Background information
- Born: Joseph Edward Bussard Jr. July 11, 1936 Frederick, Maryland, U.S.
- Died: September 26, 2022 (aged 86) Frederick, Maryland, U.S.
- Occupation: Record collector
- Years active: 1951–2022
- Label: Fonotone
- Spouse: Esther Mae Keith ​ ​(m. 1965; died 1999)​

= Joe Bussard =

American collector of records (1936–2022)

Joseph Edward Bussard Jr. (July 11, 1936 – September 26, 2022) was an American collector of 78-rpm records. He was noted for owning more than 15,000 records, primarily from the 1920s and 1930s, by the time of his death.

==Early life==
Bussard was born in Frederick, Maryland, on July 11, 1936. His father managed the family's farm supply business, and his mother, Viola (Culler), was a housewife. Bussard began collecting when he was seven or eight, starting with Gene Autry records. During his teenage years, he and his cousin collected everything from rare coins to beehives to birds' nests. He attended Frederick High School, but left in eleventh grade without graduating. He initially worked at his family's business and in a supermarket, but he was unemployed from the late 1950s onwards.

==Career==
Over his lifetime, Bussard amassed a collection of between 15,000 and 25,000 records, primarily of American folk, gospel, jazz, and blues from the 1920s and 1930s. From 1956 until 1970, Bussard ran the last 78 rpm record label, Fonotone, which was dedicated to the release of new recordings of old-time music. Among these were recordings by hundreds of performers, including the first recordings by the guitarist John Fahey. A five-CD anthology of Fonotone releases was issued in 2005 by Dust-to-Digital. It was nominated for the Grammy Award for Best Boxed or Special Limited Edition Package in 2006.

Bussard was the subject of a documentary film, Desperate Man Blues (2003), and his collection was mined for a compilation CD, Down in the Basement. He also authored his own entry in The Encyclopedia of Collectibles, which was published in 1978. He shared his collection, which included many only-known-copies of records, best-known copies, and numerous reissue labels, as well as work with individuals for whom he taped recordings from his collection for a nominal sum for decades.

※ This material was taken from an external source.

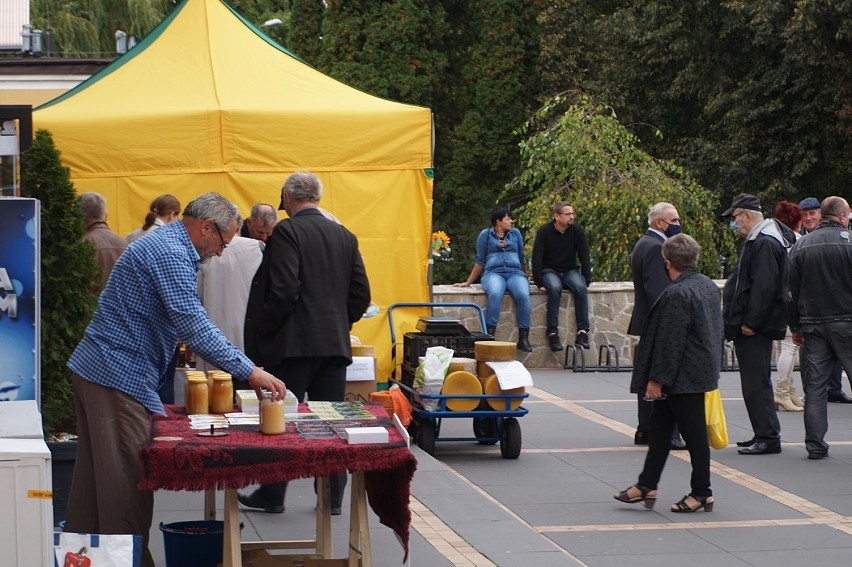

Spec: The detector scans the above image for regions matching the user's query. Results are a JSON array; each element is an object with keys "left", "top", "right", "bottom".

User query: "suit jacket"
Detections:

His daughter reckoned that a minimum of 150 individuals visited their home annually to hear him play songs and recount how he obtained his records.

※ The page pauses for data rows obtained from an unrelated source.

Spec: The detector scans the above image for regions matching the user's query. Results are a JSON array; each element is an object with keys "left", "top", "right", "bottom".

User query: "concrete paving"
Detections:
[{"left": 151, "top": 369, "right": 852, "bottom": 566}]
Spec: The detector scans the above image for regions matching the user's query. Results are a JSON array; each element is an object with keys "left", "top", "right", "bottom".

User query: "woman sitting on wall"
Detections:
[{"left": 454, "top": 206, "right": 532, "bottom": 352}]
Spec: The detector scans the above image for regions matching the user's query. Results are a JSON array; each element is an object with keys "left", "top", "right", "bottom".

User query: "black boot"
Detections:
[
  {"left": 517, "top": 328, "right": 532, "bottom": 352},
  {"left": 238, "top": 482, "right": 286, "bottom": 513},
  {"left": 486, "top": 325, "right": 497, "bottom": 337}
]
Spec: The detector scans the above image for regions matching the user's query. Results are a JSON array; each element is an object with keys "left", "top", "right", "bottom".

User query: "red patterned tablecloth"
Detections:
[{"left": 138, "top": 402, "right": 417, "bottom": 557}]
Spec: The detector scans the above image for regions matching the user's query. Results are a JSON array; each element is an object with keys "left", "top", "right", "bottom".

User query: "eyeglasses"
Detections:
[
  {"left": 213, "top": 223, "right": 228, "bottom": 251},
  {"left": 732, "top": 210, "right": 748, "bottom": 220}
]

In 2011, Bussard partnered with the Dust-to-Digital Foundation to begin the process of digitizing his collection, with the intent of preserving rare recordings and sharing them with the public in an online database.

Dust-to-Digital Foundation and UC Santa Barbara formed a partnership to make these recordings available to the public. In November 2025, more than 5000 songs from the foundation’s collection of over 50,000 songs were added to the Discography of American Historical Recordings (DAHR) database. While this release contains music from a variety of collections, the majority of the songs are from Bussard’s.

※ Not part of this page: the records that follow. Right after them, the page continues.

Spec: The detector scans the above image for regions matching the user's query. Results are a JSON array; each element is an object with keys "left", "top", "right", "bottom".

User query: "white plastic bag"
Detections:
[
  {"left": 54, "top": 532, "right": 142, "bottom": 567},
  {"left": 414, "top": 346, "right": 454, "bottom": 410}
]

Bussard produced a weekly music program, Country Classics, for Georgia Tech's radio station, WREK Atlanta. He had radio programs on other stations: including WPAQ-AM 740 in Mount Airy, North Carolina, and WDVX in Knoxville, Tennessee. He disliked the city of Nashville, Tennessee, sometimes called "Music City", calling it "Trashville". His dislike for modern music, especially hip hop and rock and roll, was well documented.

In a 2022 interview, Bussard cited the recording, "Dark Was the Night, Cold Was the Ground" by Blind Willie Johnson, as one of the greatest recordings of all time. He visited a flea market in Emmitsburg, Maryland a month before his death to look for more 78s, but left empty-handed.

==Personal life==
Bussard married Esther Mae Keith in 1965. She worked as a hairdresser and cosmetologist to support her family. They remained married for 34 years until her death in 1999. Together, they had a daughter, Susannah Anderson.

Bussard died on September 26, 2022, at his home in Frederick while in hospice care. He was 86, and was diagnosed with pancreatic cancer two years prior to his death.